Umgekehrt - die BWLer geben vor, was QS und Entwicklung machen. Von einer Stichprobe das doppelte der maximalen Abweichung zu nehmen mag ja für Techniker unsinnig sein. Wenn damit Produktion + QS am billigsten sind, dann entscheiden die BWLer - so wird es gemacht.
Noch einer schrieb: > Von einer Stichprobe das doppelte der maximalen Abweichung zu nehmen mag > ja für Techniker unsinnig sein. Die maximale Abweichung innerhalb einer Stichprobe sagt erstmal relativ wenig. Man muss auch wissen, wie die Verteilung aussieht. Schließlich ist die Stichprobe, wie der Name schon sagt, nur eine Stichprobe. Wenn man allerdings etwas weiter denkt und berücksichtigt, dass es Geräte gibt, die nur noch Mist machen, wenn ein Teil außerhalb des Toleranzfensters liegt, ist das gar nicht mehr so unsinnig, ein bisschen Reserve zu haben.

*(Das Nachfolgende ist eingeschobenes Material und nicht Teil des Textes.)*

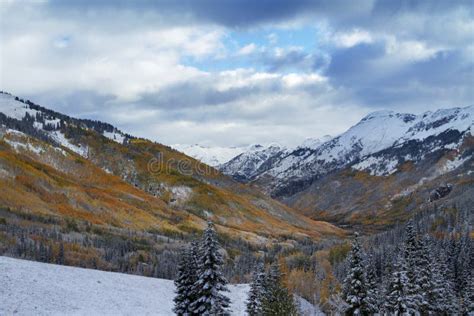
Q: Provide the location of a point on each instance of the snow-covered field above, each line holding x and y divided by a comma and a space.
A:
34, 288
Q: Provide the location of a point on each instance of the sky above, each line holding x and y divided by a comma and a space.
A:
234, 73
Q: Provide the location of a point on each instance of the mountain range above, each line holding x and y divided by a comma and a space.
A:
366, 174
375, 174
62, 168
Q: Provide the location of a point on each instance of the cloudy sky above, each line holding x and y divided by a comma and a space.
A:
232, 72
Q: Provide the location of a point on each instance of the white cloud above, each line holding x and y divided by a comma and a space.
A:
408, 51
352, 38
247, 49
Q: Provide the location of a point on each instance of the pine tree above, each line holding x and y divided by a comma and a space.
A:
277, 301
257, 291
210, 282
465, 271
355, 286
425, 277
372, 299
396, 297
184, 284
412, 254
443, 290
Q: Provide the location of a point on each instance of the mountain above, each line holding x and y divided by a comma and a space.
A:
177, 192
383, 146
84, 193
212, 156
66, 290
258, 159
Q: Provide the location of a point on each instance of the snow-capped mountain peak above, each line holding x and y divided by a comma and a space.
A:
212, 156
364, 146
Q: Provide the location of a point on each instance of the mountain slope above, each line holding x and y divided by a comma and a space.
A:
91, 171
67, 290
361, 170
212, 156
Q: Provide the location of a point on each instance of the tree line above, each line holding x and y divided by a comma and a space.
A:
201, 286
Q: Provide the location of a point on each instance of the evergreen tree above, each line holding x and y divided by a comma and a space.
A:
412, 254
355, 286
396, 297
257, 292
443, 291
372, 299
425, 277
277, 301
210, 282
184, 284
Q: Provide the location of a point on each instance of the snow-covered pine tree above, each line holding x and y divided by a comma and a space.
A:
372, 299
257, 291
355, 285
184, 284
396, 297
443, 290
425, 277
412, 254
277, 301
210, 282
465, 267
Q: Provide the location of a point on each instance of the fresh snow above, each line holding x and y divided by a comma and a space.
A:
61, 139
34, 288
14, 109
115, 136
212, 156
375, 132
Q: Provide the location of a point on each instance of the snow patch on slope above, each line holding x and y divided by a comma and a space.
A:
212, 156
34, 288
115, 136
61, 139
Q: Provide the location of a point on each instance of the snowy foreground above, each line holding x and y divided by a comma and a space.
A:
34, 288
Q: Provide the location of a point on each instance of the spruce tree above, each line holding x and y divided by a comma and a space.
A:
412, 254
184, 284
396, 296
443, 291
425, 277
277, 301
257, 291
210, 282
372, 299
355, 286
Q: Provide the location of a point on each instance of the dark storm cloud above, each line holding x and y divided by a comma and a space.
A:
127, 62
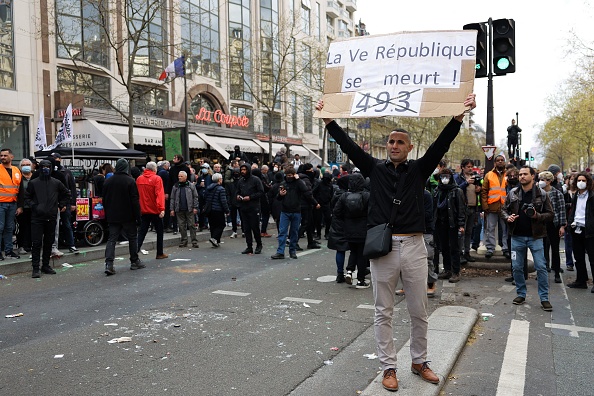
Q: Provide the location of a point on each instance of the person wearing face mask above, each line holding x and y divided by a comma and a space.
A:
554, 234
24, 217
450, 219
45, 196
203, 180
581, 226
528, 209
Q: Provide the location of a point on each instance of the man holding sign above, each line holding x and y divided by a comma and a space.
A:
408, 256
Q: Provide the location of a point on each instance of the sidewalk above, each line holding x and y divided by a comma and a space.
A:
89, 253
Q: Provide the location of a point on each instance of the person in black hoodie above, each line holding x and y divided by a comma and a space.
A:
450, 219
306, 174
122, 212
291, 193
249, 193
336, 237
231, 190
45, 195
352, 208
322, 192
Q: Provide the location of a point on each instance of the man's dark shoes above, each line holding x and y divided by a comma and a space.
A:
12, 254
519, 300
137, 265
390, 382
109, 270
575, 285
46, 269
425, 372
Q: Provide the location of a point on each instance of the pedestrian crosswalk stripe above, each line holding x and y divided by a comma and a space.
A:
305, 300
569, 327
513, 369
230, 293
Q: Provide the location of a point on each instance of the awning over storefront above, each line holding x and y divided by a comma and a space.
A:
91, 134
142, 136
210, 140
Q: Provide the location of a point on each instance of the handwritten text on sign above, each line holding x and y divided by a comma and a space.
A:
389, 74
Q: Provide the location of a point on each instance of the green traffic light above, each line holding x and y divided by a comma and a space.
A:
502, 63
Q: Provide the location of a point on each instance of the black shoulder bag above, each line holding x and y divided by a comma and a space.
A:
378, 241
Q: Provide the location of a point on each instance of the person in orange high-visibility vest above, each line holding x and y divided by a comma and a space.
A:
492, 198
10, 180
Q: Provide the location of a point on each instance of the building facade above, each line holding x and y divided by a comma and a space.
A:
253, 71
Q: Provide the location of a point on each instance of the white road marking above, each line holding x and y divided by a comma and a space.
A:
448, 297
571, 328
507, 288
490, 301
230, 293
296, 299
513, 370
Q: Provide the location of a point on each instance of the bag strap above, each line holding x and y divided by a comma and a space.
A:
396, 201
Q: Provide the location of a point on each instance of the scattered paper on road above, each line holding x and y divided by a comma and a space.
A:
120, 340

Das Problem ist einfach, dass hier eine ganze Reihe an stochastischer Größen in das eigentliche Messergebniss reinspielen, dabei aber das "echte" Ergebnis gar nicht bekannt ist. Um mal ein greifbares Beispiel zu geben: Man kann schlichtweg nicht genau sagen, wie hoch der Pegel einer Antennenabstrahlung tatsächlich ist. Da sind Ungenauigkeiten der Messgeräte drin und des Messraumes. Daher kann man schlichtweg nicht genau nachmessen, sondern muss über die Verteilung gehen. Messe ich heute zehn mal den gleichen Prüfling, dann erhalte zwar im großen und ganzen ähnliche, aber keineswegs identische Ergebnisse.